The soldiers holding the baby offered the infant to its mother. They said something to her and she struggled forward, but was held fast and could not move. Again they offered the infant, and again she struggled forth, only to have the babe snatched away. This time, however, the soldiers turned and, with a mighty heave, dashed the infant head first against the wall.

The babe slid silent to the ground.

In the same instant, the two brutes holding the mother released their grip. The woman lurched forward to retrieve her child. Even as she started forth, the soldier behind her swung his sword. The blow caught her on the back of the neck. Her scream stopped abruptly as her head came away from her shoulders. She crumpled in midstep, pitching awkwardly forward, her head spinning to the ground in a crimson arc, and rolling to a stop between the legs of her dead husband.

Murdo turned and ran from the yard, the sound of the soldiers' laughter grating in his ears. When at last he stopped running, he walked. But he moved like a man in a dream, heedless of his steps, seeing all, yet attending nothing, feeling nothing, stumbling forward, falling, picking himself up and staggering on, his heart a dull aching bruise inside him.

Sick to his soul at all he had seen, he thought: This day I have walked in hell

Murdo carried the thought for a long time, listening to the words echo and reverberate inside his head. Some time later, long after nightfall, he finally reached the Jaffa Gate and made his way out of Jerusalem. As he stumbled out through the great doors, he paused to shed his borrowed mantle. He pulled the garment over his head and held it up to see the white cross glimmering in the pale, smoke-fretted moonlight.

Overcome by revulsion, he wadded the garment between his hands and hurled it away from him with all his might. He then stripped off his breecs and boots as well, and threw them away, too, before walking free from the Holy City.

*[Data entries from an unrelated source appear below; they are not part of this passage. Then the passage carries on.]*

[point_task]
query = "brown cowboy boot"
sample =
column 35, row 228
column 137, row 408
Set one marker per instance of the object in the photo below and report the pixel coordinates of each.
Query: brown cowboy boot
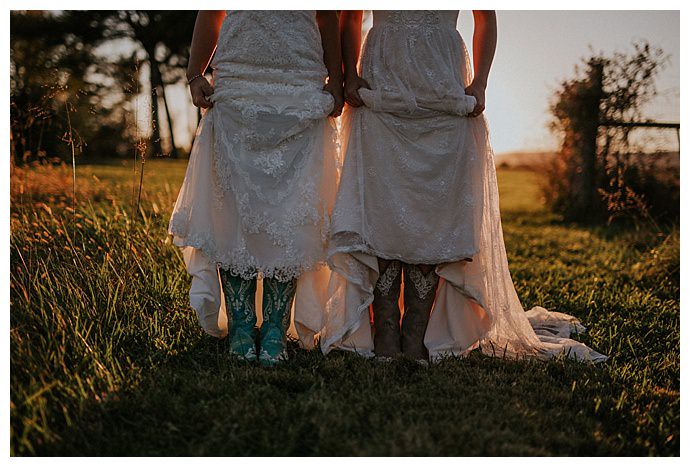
column 387, row 311
column 419, row 295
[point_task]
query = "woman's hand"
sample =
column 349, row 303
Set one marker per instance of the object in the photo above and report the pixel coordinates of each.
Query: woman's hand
column 478, row 91
column 201, row 90
column 352, row 90
column 335, row 88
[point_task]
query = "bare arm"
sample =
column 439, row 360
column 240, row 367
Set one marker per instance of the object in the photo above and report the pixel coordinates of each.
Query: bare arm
column 483, row 50
column 351, row 38
column 204, row 40
column 327, row 21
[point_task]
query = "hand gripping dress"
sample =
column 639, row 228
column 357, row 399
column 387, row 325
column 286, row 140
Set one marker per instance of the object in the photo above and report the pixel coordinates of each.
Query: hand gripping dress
column 261, row 178
column 419, row 186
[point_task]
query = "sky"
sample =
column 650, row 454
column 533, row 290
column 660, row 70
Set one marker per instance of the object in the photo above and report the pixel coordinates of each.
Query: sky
column 536, row 50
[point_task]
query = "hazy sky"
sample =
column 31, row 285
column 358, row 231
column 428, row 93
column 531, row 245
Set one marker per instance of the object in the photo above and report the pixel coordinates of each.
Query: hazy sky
column 537, row 49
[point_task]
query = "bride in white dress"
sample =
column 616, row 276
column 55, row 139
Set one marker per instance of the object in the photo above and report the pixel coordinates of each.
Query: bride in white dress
column 260, row 183
column 418, row 203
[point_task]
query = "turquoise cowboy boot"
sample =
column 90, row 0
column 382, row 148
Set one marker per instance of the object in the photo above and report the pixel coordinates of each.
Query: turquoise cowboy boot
column 277, row 303
column 239, row 304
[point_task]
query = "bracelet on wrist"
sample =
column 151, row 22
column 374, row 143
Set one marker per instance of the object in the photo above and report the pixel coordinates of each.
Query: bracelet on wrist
column 189, row 81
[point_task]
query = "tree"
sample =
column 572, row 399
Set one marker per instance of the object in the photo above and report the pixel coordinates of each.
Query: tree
column 593, row 172
column 52, row 70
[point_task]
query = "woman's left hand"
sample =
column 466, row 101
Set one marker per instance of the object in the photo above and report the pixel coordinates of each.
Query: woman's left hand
column 335, row 88
column 478, row 91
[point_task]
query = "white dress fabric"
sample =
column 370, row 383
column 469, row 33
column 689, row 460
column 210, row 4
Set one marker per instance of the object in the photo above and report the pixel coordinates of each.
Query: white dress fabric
column 419, row 185
column 261, row 179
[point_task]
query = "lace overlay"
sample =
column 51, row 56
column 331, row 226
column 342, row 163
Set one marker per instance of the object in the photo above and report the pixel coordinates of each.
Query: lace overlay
column 419, row 185
column 386, row 280
column 261, row 180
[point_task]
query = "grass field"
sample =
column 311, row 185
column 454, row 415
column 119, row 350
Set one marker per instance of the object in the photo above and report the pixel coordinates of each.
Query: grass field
column 107, row 357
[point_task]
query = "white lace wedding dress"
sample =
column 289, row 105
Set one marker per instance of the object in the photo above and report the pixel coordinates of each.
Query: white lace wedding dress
column 419, row 185
column 261, row 178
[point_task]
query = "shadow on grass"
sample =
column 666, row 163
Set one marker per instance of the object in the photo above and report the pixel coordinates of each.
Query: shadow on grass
column 203, row 403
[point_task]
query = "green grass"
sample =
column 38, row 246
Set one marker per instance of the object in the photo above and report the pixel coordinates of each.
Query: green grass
column 107, row 357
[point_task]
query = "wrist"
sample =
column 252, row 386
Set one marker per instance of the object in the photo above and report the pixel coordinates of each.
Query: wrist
column 479, row 81
column 192, row 73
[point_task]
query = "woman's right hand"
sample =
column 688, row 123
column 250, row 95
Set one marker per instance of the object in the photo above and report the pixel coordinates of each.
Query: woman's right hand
column 201, row 90
column 352, row 90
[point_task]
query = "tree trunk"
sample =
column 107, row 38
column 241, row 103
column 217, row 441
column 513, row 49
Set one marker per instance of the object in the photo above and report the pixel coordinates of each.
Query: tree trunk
column 173, row 147
column 587, row 178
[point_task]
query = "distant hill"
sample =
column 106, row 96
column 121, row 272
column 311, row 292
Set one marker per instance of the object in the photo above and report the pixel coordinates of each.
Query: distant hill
column 536, row 159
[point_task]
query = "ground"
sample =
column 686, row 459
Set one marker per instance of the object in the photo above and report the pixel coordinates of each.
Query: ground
column 107, row 357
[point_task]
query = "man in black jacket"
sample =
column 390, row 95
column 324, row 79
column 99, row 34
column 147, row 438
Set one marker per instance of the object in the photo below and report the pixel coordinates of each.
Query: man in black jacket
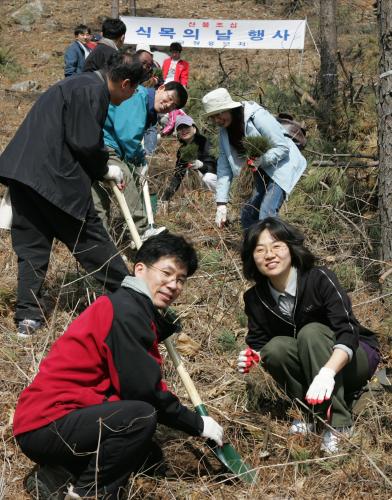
column 113, row 34
column 49, row 166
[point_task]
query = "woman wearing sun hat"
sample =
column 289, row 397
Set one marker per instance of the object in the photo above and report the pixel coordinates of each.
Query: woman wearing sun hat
column 277, row 171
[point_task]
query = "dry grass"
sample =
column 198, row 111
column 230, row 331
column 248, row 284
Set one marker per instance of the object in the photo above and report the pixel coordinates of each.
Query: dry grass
column 254, row 412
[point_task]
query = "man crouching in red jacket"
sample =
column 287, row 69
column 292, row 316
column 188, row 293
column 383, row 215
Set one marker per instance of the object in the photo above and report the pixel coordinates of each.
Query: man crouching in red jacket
column 89, row 415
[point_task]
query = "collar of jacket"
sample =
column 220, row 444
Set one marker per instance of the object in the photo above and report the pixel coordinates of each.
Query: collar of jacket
column 264, row 293
column 108, row 42
column 167, row 321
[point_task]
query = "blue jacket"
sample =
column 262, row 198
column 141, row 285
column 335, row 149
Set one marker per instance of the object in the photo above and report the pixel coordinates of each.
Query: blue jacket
column 125, row 125
column 74, row 59
column 283, row 162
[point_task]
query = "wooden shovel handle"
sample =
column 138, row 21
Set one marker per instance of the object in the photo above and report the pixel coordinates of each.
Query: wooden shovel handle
column 184, row 375
column 127, row 214
column 146, row 196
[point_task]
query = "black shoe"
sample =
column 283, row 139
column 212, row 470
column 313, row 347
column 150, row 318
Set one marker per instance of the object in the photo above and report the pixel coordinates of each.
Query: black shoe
column 48, row 482
column 154, row 464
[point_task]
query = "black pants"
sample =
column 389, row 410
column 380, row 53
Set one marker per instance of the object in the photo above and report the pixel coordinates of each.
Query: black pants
column 36, row 222
column 101, row 445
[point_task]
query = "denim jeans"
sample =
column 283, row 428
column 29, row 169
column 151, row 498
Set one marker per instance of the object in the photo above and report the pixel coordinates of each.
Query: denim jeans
column 150, row 140
column 265, row 202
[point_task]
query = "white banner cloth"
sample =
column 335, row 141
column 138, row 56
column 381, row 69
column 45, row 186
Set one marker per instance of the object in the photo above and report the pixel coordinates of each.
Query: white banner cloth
column 216, row 34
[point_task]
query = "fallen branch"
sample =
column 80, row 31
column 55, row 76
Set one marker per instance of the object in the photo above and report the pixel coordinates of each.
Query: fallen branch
column 330, row 163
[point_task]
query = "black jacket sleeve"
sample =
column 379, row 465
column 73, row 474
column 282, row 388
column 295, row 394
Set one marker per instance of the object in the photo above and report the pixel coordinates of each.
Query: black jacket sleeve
column 337, row 307
column 257, row 335
column 175, row 182
column 84, row 118
column 135, row 352
column 204, row 155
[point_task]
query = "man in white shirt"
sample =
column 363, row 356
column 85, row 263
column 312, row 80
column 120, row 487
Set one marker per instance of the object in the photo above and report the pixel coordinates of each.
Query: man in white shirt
column 76, row 53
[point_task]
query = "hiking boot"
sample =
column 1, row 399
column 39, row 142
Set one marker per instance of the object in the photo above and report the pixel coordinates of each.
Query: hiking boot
column 26, row 327
column 152, row 231
column 301, row 427
column 48, row 482
column 333, row 438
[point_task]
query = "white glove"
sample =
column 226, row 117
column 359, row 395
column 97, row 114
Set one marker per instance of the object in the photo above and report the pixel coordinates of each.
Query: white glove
column 212, row 430
column 258, row 162
column 322, row 386
column 221, row 215
column 247, row 359
column 114, row 174
column 195, row 165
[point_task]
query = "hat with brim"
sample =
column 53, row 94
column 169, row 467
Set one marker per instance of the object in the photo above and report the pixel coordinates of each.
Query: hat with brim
column 184, row 120
column 141, row 47
column 217, row 101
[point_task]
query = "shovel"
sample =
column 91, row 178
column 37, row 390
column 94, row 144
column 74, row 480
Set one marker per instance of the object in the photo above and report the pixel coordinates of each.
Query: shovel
column 226, row 454
column 147, row 199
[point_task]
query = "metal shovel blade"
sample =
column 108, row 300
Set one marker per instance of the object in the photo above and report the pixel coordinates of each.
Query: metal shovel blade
column 229, row 457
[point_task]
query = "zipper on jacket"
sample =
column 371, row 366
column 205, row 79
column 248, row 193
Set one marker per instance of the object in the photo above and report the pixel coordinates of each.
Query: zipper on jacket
column 281, row 317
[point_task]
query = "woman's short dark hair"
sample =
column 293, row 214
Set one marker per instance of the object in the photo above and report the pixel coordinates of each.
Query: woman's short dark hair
column 81, row 29
column 175, row 47
column 301, row 258
column 181, row 92
column 168, row 245
column 113, row 28
column 121, row 66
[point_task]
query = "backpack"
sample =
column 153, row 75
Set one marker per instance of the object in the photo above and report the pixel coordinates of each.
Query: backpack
column 294, row 130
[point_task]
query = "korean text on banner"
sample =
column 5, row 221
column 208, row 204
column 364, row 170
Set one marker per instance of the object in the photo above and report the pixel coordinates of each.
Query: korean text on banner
column 210, row 33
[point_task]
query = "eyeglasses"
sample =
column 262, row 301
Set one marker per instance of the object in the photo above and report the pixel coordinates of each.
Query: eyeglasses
column 277, row 248
column 168, row 276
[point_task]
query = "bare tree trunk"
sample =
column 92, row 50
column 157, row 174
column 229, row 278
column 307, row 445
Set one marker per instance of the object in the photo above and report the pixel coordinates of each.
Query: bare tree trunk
column 328, row 77
column 385, row 131
column 115, row 8
column 132, row 7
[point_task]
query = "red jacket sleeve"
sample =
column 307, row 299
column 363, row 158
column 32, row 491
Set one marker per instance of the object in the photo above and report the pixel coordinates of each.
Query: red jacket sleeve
column 184, row 73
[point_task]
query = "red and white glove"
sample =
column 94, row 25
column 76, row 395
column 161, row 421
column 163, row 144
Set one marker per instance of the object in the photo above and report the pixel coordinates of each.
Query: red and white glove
column 221, row 215
column 246, row 359
column 322, row 386
column 115, row 174
column 212, row 430
column 195, row 165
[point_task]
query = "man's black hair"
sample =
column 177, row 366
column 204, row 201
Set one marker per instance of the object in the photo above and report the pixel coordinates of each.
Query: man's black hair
column 181, row 92
column 80, row 29
column 175, row 47
column 113, row 28
column 168, row 245
column 301, row 258
column 121, row 66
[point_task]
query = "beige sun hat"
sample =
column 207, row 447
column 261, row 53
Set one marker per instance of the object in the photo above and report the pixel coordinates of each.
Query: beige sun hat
column 218, row 100
column 143, row 47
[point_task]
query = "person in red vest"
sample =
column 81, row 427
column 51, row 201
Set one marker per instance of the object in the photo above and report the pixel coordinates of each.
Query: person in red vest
column 174, row 68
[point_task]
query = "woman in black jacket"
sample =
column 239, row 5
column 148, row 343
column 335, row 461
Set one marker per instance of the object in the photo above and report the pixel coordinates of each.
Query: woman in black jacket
column 302, row 328
column 204, row 164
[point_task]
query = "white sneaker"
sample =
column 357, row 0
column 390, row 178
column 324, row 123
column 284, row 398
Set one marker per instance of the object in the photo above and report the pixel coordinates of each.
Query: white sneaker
column 332, row 438
column 27, row 327
column 152, row 231
column 301, row 427
column 71, row 495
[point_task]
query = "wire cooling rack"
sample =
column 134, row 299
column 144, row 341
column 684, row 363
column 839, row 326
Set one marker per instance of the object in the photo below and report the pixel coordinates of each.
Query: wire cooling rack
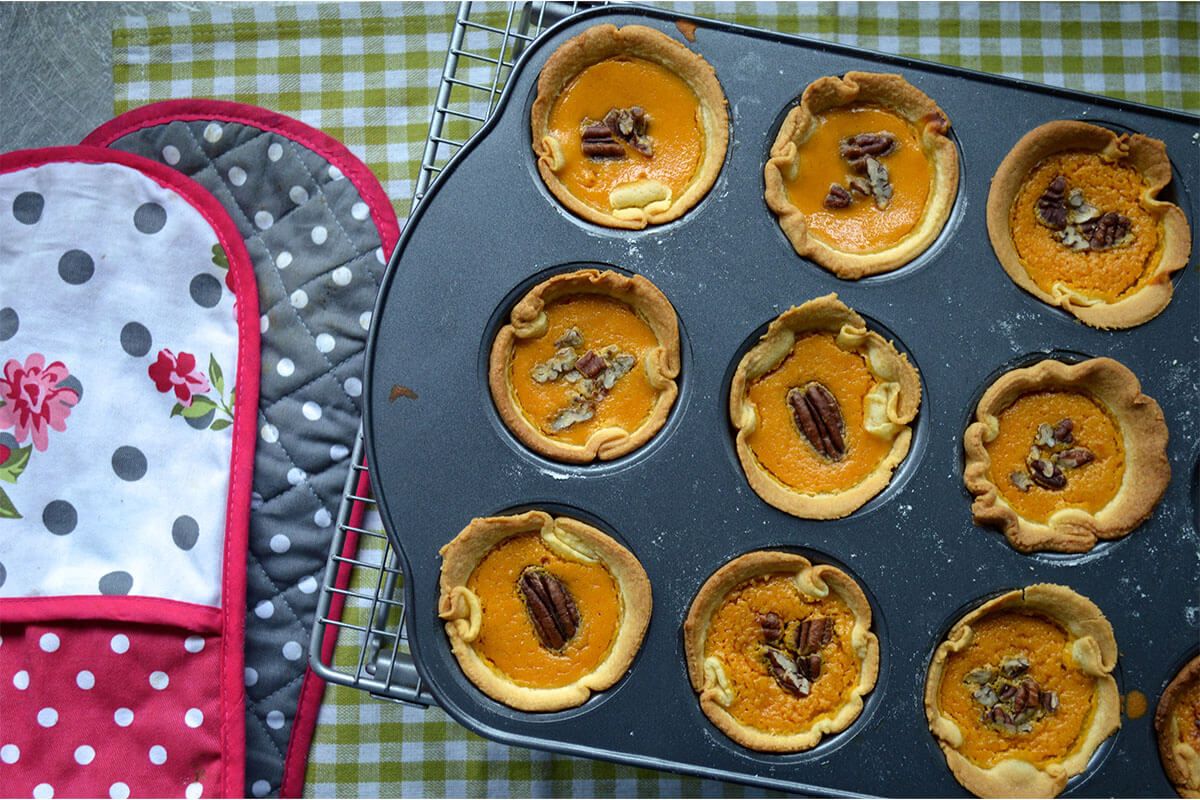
column 361, row 599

He did not sleep that night, but roamed the darksome valley outside the walls, moving from camp to camp, restless in his search. However, Murdo no longer remembered why he searched, no longer knew what he hoped to find.

THIRTY

The fever raged for two days and nights, releasing its grip as a murky, windswept dawn seeped into the troubled eastern sky. Niamh, who had spent the last days and nights at her friend's bedside, felt the fierce heat slowly leave the hands beneath her own. She roused herself from her numb half-sleep and removed the cloth from Ragnhild's forehead, dipped it in the basin, wrung it out, and replaced it.

At the touch of the cool cloth, Ragnhild's eyelids opened. Her cracked lips parted and she made to speak.

'Wait,' said Niamh softly; she brought a bowl to the stricken woman's lips. 'Drink a little. It will help you.'

Ragnhild swallowed some of the water, and tried to speak again. 'Ragna…' she said, her voice a dry rasp deep in her throat.

'She is near. I will bring her.'

Niamh left the bed, and hurried to the room beyond, where Ragna was asleep in a chair beside the hearth. The young woman came awake at Niamh's touch. 'The fever is gone, and she is asking for you.'

Ragna struggled up from the chair, pressing her hand to the small of her back as she steadied herself on her feet. Niamh took her arm and led her to her mother's room.

'You go in,' Niamh directed. 'I will remain here if you need me.'

Ragna nodded and stepped through the doorway. The fire was low on the hearth in the corner; the room was cool, but close, the air dead. She went to the bedside and, settling her ungainly bulk on the stool, took her mother's hand in her own. 'I am here, Mother,' she said quietly.